I sat on the couch, leafing through a cookbook looking for Thanksgiving desserts, watching the news. M sat curled next to me, watching news from Paris, and the announcement from Colorado’s governor that we would accept Syrian refugees. M, of course, wanted to know what that meant. “It means that we’ll take people and help them if they’re running away from ISIS.”
“Good,” replied M. “They should have someplace to go.”
They should. I’m happy to hear my state will take them in. I’ve been thinking about it ever since. Me, safe at home with my family, trying to decide on a cheesecake, and these incredible groups of people fleeing from monsters, not knowing where they’re going or what they’ll find when they get there, just wanting to save themselves and their families. It’s easy enough to think of what I’d do in that situation, and how far I’d go to protect my daughters. I’d do anything. I think about how many parents are thinking the same thing.
It’s easy to get scared. It’s easy to see people as “other.” But they’re not. They’ve done nothing to deserve fear or violence. I haven’t done anything that makes me entitled to my security–it’s luck. I was lucky to be born in a safe place that recognizes my rights. I was lucky to be born with resources and education. Lucky to be able to put my daughters to bed at night and not worry about bombs coming through their windows. It’s luck. Not skill, not intelligence, not religion, not my skin. Luck. In the face of terrorism, luck can run out in an instant.

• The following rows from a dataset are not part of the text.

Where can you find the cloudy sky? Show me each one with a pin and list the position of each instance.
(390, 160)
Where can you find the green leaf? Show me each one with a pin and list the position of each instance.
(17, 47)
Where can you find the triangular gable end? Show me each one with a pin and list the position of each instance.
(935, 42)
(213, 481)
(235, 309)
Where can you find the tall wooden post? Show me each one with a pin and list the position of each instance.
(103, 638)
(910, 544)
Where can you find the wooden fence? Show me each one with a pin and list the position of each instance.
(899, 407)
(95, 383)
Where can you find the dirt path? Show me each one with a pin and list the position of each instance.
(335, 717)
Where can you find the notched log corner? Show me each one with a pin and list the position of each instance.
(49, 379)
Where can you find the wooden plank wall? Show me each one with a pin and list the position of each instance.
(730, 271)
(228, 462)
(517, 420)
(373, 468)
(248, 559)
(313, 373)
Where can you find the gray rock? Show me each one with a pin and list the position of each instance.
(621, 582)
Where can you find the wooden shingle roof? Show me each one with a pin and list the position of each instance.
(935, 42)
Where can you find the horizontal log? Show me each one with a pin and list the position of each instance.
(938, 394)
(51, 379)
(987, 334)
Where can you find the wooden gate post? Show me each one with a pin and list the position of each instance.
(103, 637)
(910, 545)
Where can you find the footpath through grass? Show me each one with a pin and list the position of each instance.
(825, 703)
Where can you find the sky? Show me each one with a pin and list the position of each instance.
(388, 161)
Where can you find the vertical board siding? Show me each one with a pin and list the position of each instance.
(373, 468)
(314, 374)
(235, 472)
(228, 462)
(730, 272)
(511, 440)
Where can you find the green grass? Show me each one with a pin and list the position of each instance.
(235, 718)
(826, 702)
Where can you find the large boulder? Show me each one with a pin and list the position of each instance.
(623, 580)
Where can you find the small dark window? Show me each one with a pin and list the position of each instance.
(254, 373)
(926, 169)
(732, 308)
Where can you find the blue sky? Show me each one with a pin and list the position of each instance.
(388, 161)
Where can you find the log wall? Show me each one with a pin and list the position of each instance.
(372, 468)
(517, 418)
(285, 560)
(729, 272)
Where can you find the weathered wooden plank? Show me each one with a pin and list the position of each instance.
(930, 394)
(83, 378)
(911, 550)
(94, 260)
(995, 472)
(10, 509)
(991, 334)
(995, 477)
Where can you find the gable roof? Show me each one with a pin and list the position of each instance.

I’ve met refugees who touched my life in the course of a few minutes. I’ve met them from Iraq, Vietnam, Laos, Africa, and Thailand. I met an incredible one from Afghanistan–please, read his story here. It’s his face I see in the faces of Syrian refugees. I see the face of a man who risked his life merely to survive, and was grateful every day for the relief he was given. A man who didn’t want to take anything from his benefactors–he just wanted to live. I see a kind, intelligent man who might have been mistaken for Taliban–who we might have feared. I see the faces of my gentle Muslim friends who want nothing more than to raise their families in peace.
Here’s an article about how people felt about the Jewish refugees at the beginning of World War II. We honor people now who housed those refugees and saved them from Nazis. We make movies about them and read their tales to our children. What will we do now? Are we willing to take the chance and do the right thing?